The judge had already extended the oversight twice — it was originally supposed to expire in 2007, but the judge pushed out the date a year because Microsoft didn’t move quickly enough to release useful documentation about how Windows PCs communicate with other software. In 2009, she extended the date for another two years.

And while no modern antitrust conversation is complete without speculation about whether Google is the new Microsoft, it is also worth noting that it is not quite clear that, given the current scrutiny of high-tech antitrust by enforcers in the US and abroad, Microsoft itself is in the clear.  The Chronicle story gives a few reason to think that (despite its various interferences as a would-be plaintiff or complainant in antitrust proceedings around the globe) its days as an antitrust defendant are not necessarily behind us — expiration of the US consent decree notwithstanding:
  • Europe. The EU has already fined Microsoft billions from a similar investigation that ended in 2004, and has since launched at least one more preliminary investigation into browser choice.

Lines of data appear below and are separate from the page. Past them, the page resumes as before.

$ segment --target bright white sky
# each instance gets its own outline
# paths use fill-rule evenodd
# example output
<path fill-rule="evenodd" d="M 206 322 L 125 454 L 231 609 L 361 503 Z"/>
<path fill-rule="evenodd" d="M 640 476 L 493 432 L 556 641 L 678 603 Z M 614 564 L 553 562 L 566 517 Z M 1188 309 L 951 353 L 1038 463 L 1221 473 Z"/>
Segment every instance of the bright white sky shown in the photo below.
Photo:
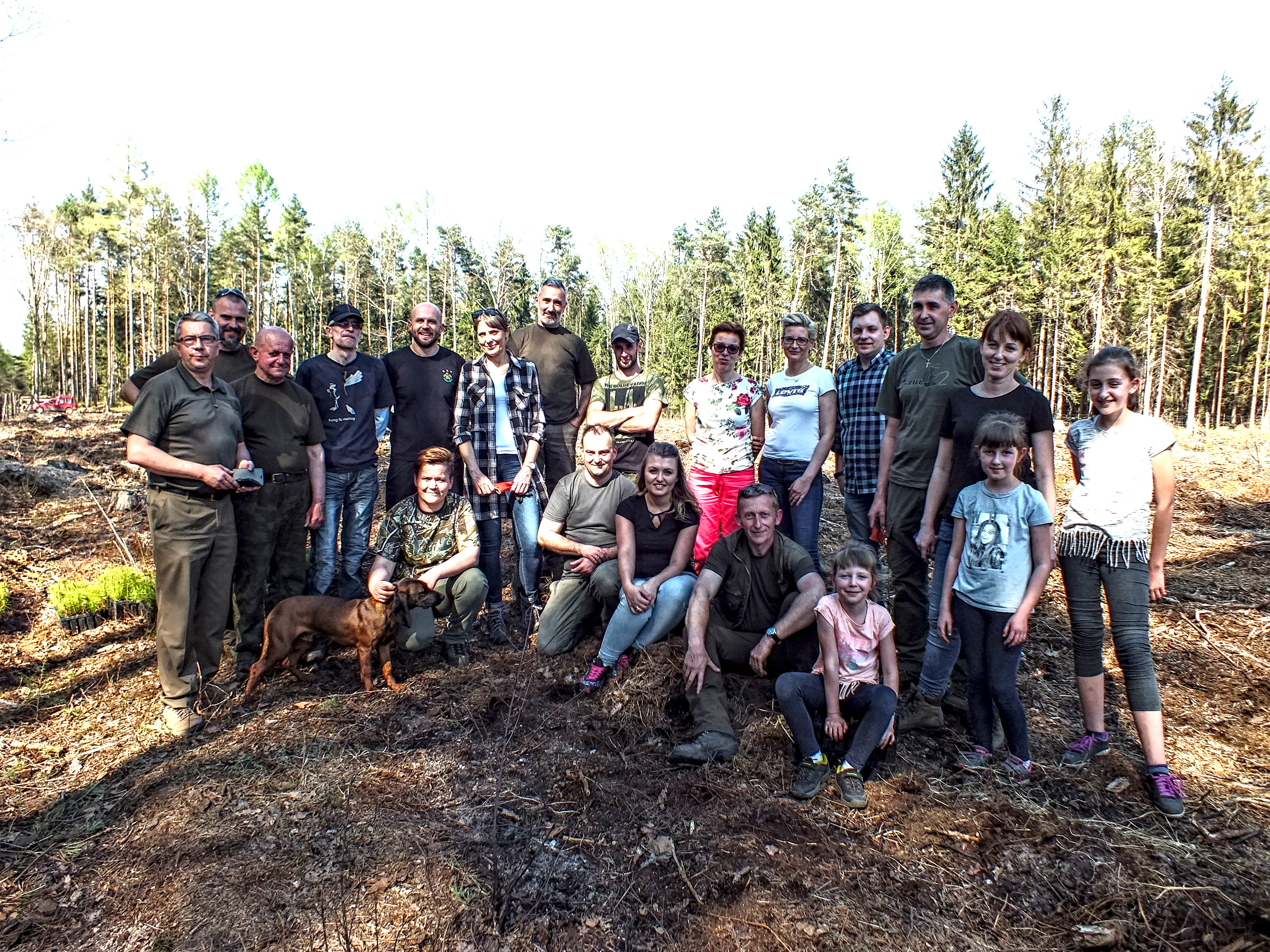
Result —
<path fill-rule="evenodd" d="M 0 44 L 5 225 L 105 185 L 131 138 L 175 195 L 211 169 L 235 198 L 260 160 L 319 231 L 431 195 L 434 225 L 512 235 L 531 267 L 566 225 L 594 270 L 597 242 L 660 248 L 715 204 L 733 231 L 751 208 L 784 221 L 841 156 L 911 226 L 963 122 L 1013 199 L 1055 93 L 1095 141 L 1132 114 L 1180 143 L 1223 70 L 1265 104 L 1259 127 L 1270 108 L 1270 57 L 1238 39 L 1266 34 L 1265 3 L 1224 5 L 1236 33 L 1212 42 L 1193 4 L 1124 0 L 28 8 L 36 30 Z M 9 350 L 22 282 L 4 227 Z"/>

Microsoft offered a “browser ballot” in Europe before the second investigation went too far, but competitors are watching for any hint of Microsoft’s old behavior and will run to the EU with a new complaint if they see it.
  • Precedent. Although the final settlement between Microsoft and the U.S. government wasn’t that harmful, the case itself set an important precedent: Microsoft was found to have monopoly power in the market for personal computer operating systems. That means it’s still subject to a different standard of behavior than companies who have never been deemed monopolies.
The short Joint Status Report is here.